Uma década mais tarde em O Desprezo, Jean Luc Godard tomaria emprestado alguns elementos do filme de Lang, como se não bastasse os objetos capitaneadores da ação serem os mesmos, Godard colocou o próprio Fritz para participar do seu filme.
Mas quem ganhou afinal? Ninguém, oras. Gostei de ambos os pontos de vista, embora tenha uma quedinha pelo filme de Renoir por razões pessoais, mas tanto um quanto outro são obras aquém da capacidade de seus realizadores. Mas este ainda é só o primeiro round, o próximo será entre a adaptação de Renoir para A Cadela e a de Lang para Almas Perversas, ambos baseados no livro de Fouchardière.

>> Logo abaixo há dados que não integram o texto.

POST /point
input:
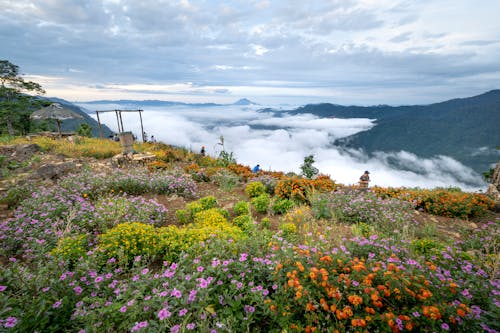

E sim, Lang realmente perseguia o Renoir.
Nota: Aproveitando a deixa, vai a dica da versão erótica em quadrinhos de La Bête Humaine desenhada por Hugdebert, que adora transpôr clássicos da literatura francesa para além do que é meramente implícito nos romances originais.
Pelas descrições eu me interessei mais pelo filme do Lang, mas o bacana seria ver os dois mesmo. E não sei como ainda não me afoguei de vez nos expressionistas, várias coisas lá que eu sempre deixo pra depois.
E O Desprezo deve ser o que mais gostei do Godard, esse é realmente foda.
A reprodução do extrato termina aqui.